Superphysics Superphysics
Chapter 5

The Rules for Guardians

3 minutes  • 621 words

A person might say:

  • that you are making these Guardians miserable,
  • that they are the cause of their own unhappiness,
  • that the city in fact belongs to the Guardians yet they gain nothing form it, whereas other men acquire lands, build large houses, and have everything handsome about them, offering sacrifices to the gods and practising hospitality,
  • that the Guardians have non-physical wealth, but are just as poor as our citizens, and
  • that they are no better than mercenaries who are quartered in the city and are always mounting guard.

Yes, they are only fed like other men. Therefore, they cannot take a journey of pleasure. They have no money to spend on a mistress or any other luxurious fancy, which is thought to be happiness. Many similar other accusations might be added. Even as they are, our guardians are likely be the happiest of men.

But our aim in founding the State was not the disproportionate happiness of any one class. Our aim is the greatest happiness of the whole. We thought that we should most likely:

  • find justice in a State that aims for the good of the whole, and
  • find injustice in the ill-ordered State.

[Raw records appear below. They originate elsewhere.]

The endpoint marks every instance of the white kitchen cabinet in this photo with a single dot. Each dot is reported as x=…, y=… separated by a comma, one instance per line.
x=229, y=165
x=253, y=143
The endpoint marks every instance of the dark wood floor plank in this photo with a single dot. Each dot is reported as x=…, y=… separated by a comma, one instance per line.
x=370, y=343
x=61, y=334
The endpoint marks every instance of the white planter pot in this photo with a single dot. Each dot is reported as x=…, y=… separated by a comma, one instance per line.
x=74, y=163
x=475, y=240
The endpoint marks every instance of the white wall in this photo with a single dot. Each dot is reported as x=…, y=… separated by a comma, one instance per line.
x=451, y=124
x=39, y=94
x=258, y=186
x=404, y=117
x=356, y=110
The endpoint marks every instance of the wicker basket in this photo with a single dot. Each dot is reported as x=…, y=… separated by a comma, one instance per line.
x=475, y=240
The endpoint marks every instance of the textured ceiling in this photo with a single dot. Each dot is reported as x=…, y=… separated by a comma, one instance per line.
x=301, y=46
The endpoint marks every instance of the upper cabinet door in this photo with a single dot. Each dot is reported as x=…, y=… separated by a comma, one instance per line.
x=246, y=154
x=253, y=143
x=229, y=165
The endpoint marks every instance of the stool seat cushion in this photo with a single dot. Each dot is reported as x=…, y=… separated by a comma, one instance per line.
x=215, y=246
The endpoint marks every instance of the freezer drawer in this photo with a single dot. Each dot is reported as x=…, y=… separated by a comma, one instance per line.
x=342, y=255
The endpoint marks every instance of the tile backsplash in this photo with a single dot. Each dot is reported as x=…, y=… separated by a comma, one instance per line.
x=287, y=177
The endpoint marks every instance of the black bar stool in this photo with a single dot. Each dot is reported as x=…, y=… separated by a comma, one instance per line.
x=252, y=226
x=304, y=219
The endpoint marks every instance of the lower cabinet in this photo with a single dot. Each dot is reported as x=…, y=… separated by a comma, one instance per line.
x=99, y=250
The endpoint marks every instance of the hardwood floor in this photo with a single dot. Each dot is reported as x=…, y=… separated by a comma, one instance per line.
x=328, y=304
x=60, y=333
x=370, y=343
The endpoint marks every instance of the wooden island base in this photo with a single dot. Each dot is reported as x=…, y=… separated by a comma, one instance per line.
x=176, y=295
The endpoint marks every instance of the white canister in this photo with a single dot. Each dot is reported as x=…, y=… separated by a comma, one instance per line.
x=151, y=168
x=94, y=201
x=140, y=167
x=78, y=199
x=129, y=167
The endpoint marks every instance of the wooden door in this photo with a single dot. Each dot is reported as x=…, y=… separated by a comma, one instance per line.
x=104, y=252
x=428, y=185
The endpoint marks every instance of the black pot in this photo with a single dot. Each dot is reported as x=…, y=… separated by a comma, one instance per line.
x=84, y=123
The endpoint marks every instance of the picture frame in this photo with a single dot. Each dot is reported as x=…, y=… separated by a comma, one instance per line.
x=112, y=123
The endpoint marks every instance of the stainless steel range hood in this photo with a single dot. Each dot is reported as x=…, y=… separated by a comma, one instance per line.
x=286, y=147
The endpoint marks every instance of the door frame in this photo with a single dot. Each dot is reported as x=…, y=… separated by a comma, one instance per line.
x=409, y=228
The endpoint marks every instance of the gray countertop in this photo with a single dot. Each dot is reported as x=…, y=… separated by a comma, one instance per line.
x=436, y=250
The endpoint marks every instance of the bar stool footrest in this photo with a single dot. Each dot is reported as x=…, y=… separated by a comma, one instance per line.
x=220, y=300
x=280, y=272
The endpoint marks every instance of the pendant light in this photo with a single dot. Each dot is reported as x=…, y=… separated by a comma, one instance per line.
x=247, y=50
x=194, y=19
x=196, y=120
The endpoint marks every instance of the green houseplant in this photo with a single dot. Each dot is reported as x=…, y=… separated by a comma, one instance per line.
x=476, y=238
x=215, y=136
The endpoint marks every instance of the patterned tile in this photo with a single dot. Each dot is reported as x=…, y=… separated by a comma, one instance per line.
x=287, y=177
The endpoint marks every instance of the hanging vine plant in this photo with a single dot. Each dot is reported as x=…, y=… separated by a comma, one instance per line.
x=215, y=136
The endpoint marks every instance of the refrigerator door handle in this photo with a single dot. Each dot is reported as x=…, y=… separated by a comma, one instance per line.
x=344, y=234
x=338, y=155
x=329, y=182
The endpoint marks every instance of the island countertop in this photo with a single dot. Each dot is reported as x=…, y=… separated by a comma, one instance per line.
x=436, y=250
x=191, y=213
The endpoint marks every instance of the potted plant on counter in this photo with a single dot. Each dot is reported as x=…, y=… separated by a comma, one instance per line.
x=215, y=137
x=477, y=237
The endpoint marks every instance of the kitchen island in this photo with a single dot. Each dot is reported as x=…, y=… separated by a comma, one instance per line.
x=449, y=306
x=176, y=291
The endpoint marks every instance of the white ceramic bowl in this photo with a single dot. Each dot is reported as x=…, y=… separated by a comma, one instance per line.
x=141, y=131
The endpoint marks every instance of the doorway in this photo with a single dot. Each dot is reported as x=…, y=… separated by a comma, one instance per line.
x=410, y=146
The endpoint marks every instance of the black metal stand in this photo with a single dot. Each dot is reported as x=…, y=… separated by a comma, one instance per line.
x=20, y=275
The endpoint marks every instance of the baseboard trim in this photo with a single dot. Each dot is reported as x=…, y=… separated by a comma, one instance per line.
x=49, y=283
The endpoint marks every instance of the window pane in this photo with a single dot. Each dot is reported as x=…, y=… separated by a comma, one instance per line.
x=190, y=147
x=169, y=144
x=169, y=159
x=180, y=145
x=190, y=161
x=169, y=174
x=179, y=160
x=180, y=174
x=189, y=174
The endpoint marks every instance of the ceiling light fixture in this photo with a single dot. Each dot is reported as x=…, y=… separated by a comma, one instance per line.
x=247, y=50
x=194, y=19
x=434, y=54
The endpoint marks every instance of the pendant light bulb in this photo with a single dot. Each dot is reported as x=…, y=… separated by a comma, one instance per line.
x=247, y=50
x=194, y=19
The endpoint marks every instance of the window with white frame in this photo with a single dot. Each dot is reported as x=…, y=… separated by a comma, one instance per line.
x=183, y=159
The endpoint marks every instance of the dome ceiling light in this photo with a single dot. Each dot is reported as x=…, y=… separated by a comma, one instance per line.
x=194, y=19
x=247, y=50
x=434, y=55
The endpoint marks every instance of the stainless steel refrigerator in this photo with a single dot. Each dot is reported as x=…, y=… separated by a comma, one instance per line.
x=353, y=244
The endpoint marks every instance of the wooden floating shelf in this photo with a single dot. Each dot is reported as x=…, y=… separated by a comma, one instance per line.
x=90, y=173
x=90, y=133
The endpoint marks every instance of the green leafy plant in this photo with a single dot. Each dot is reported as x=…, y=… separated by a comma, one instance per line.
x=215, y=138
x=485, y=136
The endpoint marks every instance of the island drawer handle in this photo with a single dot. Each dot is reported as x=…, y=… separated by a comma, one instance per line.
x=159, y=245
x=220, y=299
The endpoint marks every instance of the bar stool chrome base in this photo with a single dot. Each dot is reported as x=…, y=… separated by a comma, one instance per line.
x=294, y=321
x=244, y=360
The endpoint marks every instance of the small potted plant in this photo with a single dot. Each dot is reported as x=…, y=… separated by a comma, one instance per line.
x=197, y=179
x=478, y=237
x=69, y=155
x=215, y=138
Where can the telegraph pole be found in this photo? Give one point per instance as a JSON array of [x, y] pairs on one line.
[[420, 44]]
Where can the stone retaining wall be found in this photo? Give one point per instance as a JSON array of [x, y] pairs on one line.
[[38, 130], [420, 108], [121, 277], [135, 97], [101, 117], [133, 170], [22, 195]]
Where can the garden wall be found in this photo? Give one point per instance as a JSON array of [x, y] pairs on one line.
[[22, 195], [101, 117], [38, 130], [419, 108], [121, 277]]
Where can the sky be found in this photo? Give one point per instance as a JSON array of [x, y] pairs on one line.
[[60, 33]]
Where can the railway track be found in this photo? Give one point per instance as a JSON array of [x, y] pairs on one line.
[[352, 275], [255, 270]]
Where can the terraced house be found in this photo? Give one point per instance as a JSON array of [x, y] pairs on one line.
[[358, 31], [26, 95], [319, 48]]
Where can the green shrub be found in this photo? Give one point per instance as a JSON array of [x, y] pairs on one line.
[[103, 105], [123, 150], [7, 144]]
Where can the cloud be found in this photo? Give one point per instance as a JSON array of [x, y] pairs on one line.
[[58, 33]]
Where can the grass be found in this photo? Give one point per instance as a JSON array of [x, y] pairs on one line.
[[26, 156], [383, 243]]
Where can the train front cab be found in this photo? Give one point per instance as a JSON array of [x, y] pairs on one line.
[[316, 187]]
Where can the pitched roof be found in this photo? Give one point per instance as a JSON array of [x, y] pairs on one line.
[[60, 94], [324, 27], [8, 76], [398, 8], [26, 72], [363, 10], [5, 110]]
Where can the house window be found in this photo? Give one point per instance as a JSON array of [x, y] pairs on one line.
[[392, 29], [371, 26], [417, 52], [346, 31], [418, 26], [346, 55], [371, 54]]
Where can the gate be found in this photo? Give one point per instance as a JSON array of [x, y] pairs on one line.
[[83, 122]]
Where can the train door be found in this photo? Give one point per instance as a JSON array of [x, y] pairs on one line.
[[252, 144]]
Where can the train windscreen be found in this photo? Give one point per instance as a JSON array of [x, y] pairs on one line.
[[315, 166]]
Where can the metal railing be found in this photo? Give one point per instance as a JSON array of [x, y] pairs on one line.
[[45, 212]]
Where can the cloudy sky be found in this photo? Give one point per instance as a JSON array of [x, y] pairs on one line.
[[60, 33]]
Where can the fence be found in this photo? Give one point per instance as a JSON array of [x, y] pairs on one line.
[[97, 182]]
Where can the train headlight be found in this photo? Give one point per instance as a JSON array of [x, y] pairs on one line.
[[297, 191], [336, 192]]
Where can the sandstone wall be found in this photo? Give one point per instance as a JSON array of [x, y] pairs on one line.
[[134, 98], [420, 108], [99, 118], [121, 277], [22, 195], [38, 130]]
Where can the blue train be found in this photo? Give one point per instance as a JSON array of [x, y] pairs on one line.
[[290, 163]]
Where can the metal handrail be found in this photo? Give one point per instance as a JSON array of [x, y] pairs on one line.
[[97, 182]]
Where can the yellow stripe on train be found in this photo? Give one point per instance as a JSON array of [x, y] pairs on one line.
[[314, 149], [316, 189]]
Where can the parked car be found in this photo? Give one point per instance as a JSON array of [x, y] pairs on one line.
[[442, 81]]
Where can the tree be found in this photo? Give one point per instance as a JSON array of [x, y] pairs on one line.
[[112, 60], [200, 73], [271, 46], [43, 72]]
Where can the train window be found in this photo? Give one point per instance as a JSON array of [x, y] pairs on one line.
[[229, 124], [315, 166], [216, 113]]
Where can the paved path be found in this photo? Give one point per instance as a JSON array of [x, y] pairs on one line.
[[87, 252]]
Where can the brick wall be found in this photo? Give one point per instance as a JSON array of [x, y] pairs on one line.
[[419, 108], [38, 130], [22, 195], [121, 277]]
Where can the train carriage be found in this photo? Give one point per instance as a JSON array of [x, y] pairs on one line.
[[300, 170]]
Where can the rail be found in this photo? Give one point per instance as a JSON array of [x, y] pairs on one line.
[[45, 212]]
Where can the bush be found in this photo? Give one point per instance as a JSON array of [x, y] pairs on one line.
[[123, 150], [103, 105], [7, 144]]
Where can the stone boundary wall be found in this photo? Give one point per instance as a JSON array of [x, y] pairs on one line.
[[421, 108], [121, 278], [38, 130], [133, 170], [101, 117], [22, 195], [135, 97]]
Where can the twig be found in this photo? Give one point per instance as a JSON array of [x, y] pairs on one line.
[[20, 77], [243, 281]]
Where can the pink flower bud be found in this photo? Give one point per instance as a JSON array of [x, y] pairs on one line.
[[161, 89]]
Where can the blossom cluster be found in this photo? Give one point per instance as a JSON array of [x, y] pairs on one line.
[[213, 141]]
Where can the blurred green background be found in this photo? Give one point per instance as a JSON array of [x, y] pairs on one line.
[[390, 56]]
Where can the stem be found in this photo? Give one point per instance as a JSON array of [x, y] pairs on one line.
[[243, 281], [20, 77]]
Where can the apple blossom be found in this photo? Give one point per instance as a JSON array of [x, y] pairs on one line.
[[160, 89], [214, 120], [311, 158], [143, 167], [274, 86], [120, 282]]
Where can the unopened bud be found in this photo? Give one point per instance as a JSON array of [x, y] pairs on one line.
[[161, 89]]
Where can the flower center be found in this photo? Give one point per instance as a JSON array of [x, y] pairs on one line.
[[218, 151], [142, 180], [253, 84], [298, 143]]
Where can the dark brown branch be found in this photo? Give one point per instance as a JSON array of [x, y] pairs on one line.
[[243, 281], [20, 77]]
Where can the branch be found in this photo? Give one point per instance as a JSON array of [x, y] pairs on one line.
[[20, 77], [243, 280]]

Having found them, we might then decide which of the two States is happier. Right now, we are fashioning the happy State, not piecemeal, or with a view of making a few happy citizens, but as a whole. By-and-by, we will proceed to view the opposite kind of State.

Suppose that we were painting a statue. Someone comes up to us and says= “Why don’t you put the most beautiful colours on the most beautiful parts of the body? The eyes should be purple, but you have made them black.”

We answer: “We cannot beautify the eyes to the point that they are no longer eyes. Instead, by giving this and the other features their due proportion, we make the whole beautiful.”


So do not compel us to give a kind of happiness to the guardians which will make them anything but guardians.

We can clothe our husbandmen in royal apparel. Our potters also might be allowed to feast by the fireside. In this way, we might make every class happy, and then the whole State. But do not put this idea into our heads, because this idea would:

  • make the husbandman no longer a husbandman, and
  • the potter will cease to be a potter.

No one will have the character of any distinct class in the State. This is not of much consequence if the corruption of society, and pretension to be what you are not, is confined to cobblers.

But when the guardians of the laws and government are fake guardians, they can turn the State upside down. On the other hand, they alone have the power of giving order and happiness to the State.


Our guardians should be true saviours and not the destroyers of the State. Our opponent is thinking of peasants enjoying a life of revelry, not of citizens who are doing their duty to the State. But if so, then we mean different things, and he is speaking of something which is not a State.

Therefore we must consider whether in appointing our guardians:

  • we would look to their greatest happiness individually, or
  • whether this principle of happiness does not rather reside in the State as a whole.

If this is the truth, then the guardians and auxiliaries, and all others equally with them, must be compelled to do their own work in the best way.

Thus, the whole State will grow up in a noble order. The several classes will receive the proportion of happiness which nature assigns to them.